Nachfolgende Verbesserungsvorschläge und Erläuterungen erscheinen uns für sinnvoll:

 

Unser gemeinsames Ziel der Ortschaften Uttenreuth und Weiher muss die schnelle Umsetzung einer Umgehungsstraße durch die politischen Verantwortlichen erwirkt werden. Dies geschieht um für die Zukunft eine gute und umweltverträgliche Verbesserung für alle Bürgerinnen und Bürger zur derzeitigen relevanten und belastenden Verkehrsproblematik herstellen zu können.

 

 

Mit einer Umgehungsstraße für Uttenreuth / Weiher sehen wir:

 

 

Eine starke Reduzierung des Schwerlastverkehrs durch die Ortsmitte:

Die Ortsdurchfahrt Uttenreuth (Staatsstraße 2240) ist mit einer durchschnittlichen täglichen Verkehrsmenge von ca. 15.960 Kfz/Tag = (im Jahr ca. 5,4 Mio) und durch Weiher von ca. 11.292 Kfz/Tag = (im Jahr ca. 4,1 Mio.) (Verkehrszählung aus 2010) eine der meist befahrenen Staatsstraßen in Bayern.
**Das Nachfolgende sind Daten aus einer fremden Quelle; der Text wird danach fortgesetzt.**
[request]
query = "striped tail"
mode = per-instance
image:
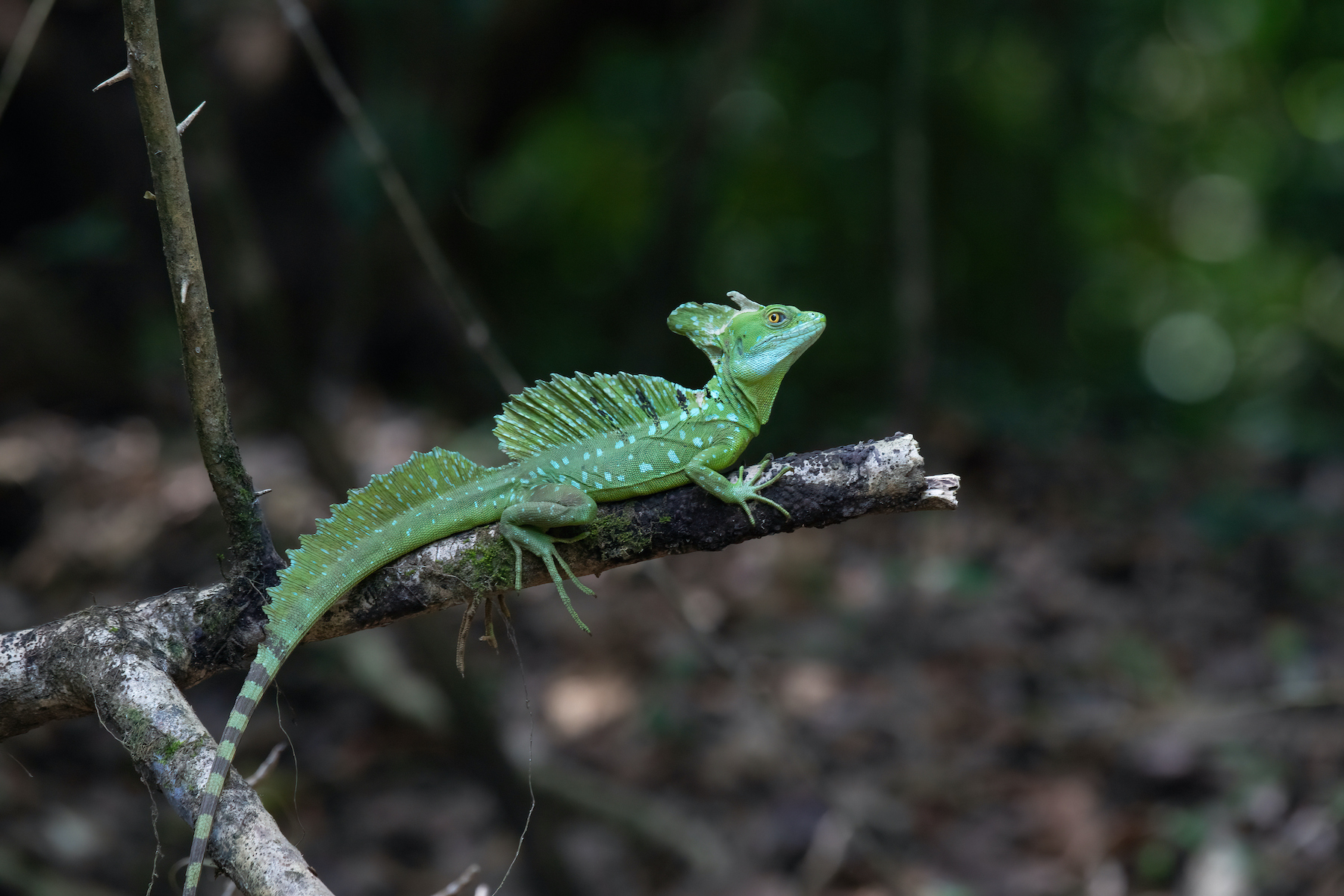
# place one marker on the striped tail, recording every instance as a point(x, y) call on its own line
point(264, 669)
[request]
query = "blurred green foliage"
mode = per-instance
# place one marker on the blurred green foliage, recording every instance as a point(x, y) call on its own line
point(1132, 206)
Die jährlich steigende Zunahme der Verkehrsdichte könnte durch eine Ortsumgehung aus den Ortschaften verlagert werden. Ein gewisser Restverkehr wird weiterhin die Orte durchqueren bzw. Teilstrecken der Ortsstraßen nutzen.

 

Eine verminderte Belastung an Lärm und Abgasen erreichen:

Lärm und Abgase (inklusive Feinstaub) werden ohne eine Ortsumgehungsstraße weiter stetig ansteigen. Die Möglichkeit von sog. Grüninseln zur Verkehrsberuhigung in der Fahrbahnmitte, sollten hier auch nochmals überdacht werden.
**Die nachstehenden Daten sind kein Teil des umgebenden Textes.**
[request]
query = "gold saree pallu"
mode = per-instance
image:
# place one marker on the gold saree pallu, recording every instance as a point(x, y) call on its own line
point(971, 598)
Bei sog. Grüninseln muss stets abgebremst und danach wieder beschleunigt werden, was besonders im LKW - Verkehr zusätzlich Feinstaub freisetzt und den Lärmpegel evtl. drastisch ansteigen lässt!

Auch eine Verringerung der Hauptstraßenbreite, wäre eine kontraproduktive Handlung mit nicht absehbaren Folgen für den allgemeinen Verkehrsfluss.

Ein vorgesehener Flüsterasphalt zur Verkehrsberuhigung der Hauptstraße wird nur eine Schönheitskorrektur darstellen aber nicht das steigende Verkehrsaufkommen aus den Orten verlagern. Zum Thema Flüsterasphalt finden Sie unter Zahlen und Fakten einen Link zum Artikel mit weiteren Argumentationen von Fachleuten die gegen so eine Lösung in stark befahrenen Straßenabschnitten sprechen.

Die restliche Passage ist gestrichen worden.